5. Pour accueillir le recours de l'employeur, l'arrêt relève que le médecin conseil de la caisse a fixé la date de première constatation médicale au 16 octobre 2017, en faisant référence à un arrêt de travail. Il retient que la caisse en refusant la communication du certificat médical ayant servi de base à l'arrêt de travail a mis l'employeur et la cour dans l'impossibilité de vérifier que la date fixée par le médecin conseil était bien celle de la première constatation médicale des maladies prises en charge, la mention d'un arrêt de travail à cette date sur les colloques médico-administratifs étant insuffisante. Après avoir relevé que la salariée avait cessé le travail le 12 février 2018 et que le certificat médical initial n'avait été dressé que le 14 mars 2018, il en déduit que le délai de prise en charge de 14 jours pour les épicondylites, prévu au tableau n° 57 des maladies professionnelles, était dépassé.

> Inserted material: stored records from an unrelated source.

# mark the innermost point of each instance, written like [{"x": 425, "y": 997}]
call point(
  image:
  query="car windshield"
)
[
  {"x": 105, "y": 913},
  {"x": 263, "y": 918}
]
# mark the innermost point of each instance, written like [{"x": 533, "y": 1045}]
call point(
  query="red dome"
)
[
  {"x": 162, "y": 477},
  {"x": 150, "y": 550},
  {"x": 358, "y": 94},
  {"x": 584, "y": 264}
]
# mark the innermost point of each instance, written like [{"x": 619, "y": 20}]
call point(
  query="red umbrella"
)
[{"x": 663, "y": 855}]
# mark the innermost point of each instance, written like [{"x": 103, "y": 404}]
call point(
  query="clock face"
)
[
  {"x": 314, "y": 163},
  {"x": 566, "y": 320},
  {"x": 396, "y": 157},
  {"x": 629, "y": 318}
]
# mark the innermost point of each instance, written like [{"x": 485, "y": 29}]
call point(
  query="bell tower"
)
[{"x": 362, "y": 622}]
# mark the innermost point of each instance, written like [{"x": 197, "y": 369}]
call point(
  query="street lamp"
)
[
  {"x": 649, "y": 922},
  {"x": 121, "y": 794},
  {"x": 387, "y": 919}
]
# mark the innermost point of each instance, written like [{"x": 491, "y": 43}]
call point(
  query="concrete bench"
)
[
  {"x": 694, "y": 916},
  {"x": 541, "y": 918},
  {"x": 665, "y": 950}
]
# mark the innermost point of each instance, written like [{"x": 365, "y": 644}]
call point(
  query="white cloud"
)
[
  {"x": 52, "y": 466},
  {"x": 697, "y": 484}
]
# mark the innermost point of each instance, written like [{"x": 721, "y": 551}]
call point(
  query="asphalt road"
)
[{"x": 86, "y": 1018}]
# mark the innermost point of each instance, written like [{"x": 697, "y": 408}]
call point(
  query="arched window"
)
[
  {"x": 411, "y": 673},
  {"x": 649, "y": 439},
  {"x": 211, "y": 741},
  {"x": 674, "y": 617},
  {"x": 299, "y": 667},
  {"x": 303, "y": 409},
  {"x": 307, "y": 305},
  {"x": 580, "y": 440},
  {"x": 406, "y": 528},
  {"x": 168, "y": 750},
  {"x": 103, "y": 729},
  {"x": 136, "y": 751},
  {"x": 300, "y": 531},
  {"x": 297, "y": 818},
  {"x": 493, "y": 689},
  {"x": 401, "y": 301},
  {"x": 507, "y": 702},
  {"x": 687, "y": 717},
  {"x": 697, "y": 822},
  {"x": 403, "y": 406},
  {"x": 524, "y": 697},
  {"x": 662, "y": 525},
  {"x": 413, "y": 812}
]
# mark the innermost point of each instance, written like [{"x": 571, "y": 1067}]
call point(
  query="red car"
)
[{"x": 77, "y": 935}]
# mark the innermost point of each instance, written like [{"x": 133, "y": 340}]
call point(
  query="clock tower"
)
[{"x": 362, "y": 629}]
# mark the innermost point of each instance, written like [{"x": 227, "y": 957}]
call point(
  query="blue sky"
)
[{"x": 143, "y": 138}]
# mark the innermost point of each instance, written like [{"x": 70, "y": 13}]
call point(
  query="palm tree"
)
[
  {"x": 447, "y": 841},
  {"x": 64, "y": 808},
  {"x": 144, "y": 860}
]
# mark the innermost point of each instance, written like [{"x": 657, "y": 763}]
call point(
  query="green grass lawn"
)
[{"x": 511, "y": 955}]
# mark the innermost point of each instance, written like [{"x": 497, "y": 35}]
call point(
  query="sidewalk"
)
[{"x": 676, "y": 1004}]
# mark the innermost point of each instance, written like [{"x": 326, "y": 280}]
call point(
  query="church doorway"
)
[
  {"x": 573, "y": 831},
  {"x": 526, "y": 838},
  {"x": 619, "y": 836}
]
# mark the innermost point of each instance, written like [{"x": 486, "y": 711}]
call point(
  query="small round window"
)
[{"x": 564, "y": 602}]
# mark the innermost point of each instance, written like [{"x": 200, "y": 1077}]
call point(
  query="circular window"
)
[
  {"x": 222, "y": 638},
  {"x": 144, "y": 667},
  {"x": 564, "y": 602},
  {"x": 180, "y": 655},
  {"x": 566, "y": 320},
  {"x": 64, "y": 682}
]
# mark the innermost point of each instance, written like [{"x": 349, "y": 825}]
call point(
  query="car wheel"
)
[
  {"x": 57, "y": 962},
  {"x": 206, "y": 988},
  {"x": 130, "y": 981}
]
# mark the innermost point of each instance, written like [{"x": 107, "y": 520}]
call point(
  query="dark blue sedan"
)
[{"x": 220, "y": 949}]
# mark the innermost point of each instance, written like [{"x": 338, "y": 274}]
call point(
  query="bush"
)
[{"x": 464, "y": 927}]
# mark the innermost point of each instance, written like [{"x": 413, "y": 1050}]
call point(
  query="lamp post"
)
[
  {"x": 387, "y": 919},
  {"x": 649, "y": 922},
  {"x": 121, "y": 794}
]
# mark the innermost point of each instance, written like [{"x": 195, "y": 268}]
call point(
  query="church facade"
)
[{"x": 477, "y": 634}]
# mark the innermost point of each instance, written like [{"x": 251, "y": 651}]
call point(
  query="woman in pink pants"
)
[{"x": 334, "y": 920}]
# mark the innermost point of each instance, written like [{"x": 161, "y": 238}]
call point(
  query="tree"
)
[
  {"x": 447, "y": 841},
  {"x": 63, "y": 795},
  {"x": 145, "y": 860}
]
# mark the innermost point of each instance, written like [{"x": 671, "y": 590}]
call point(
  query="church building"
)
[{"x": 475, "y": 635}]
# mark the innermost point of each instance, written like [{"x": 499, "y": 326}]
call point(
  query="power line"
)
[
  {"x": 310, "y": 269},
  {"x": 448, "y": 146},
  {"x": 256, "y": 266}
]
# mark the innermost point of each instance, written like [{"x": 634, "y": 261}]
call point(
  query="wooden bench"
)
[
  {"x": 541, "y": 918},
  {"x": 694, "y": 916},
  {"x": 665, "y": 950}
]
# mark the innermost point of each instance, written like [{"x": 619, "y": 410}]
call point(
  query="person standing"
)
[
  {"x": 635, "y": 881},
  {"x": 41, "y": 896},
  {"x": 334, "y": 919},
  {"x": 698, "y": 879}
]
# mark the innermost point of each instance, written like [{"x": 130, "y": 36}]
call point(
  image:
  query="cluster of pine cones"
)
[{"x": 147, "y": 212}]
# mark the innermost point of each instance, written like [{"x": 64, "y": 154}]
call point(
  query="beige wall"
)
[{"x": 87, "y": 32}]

6. En statuant ainsi, sans prendre en considération les avis du médecin conseil qui fixaient au 16 octobre 2017 la date de la première constatation médicale des affections déclarées au vu de l'arrêt de travail prescrit à cette date, de sorte que le délai de prise en charge des pathologies déclarées n'était pas dépassé, la cour d'appel a violé les textes susvisés.

PAR CES MOTIFS, et sans qu'il y ait lieu de statuer sur l'autre grief du pourvoi, la Cour :

CASSE ET ANNULE, en toutes ses dispositions, l'arrêt rendu le 8 avril 2021, entre les parties, par la cour d'appel de Versailles ;

Remet l'affaire et les parties dans l'état où elles se trouvaient avant cet arrêt et les renvoie devant la cour d'appel de Versailles, autrement composée.

Arrêt rendu en formation restreinte hors RNSM.

- Président : Mme Taillandier-Thomas (conseiller doyen faisant fonction de président) - Rapporteur : Mme Lapasset - Avocat général : Mme Tuffreau - Avocat(s) : SARL Cabinet Rousseau et Tapie -

Textes visés :

Articles L. 461-1, L. 461-2 et D. 461-1-1 du code de la sécurité sociale.

Rapprochement(s) :

2e Civ., 16 juin 2011, pourvoi n° 10-17.786, Bull. 2011, II, n° 136 (rejet).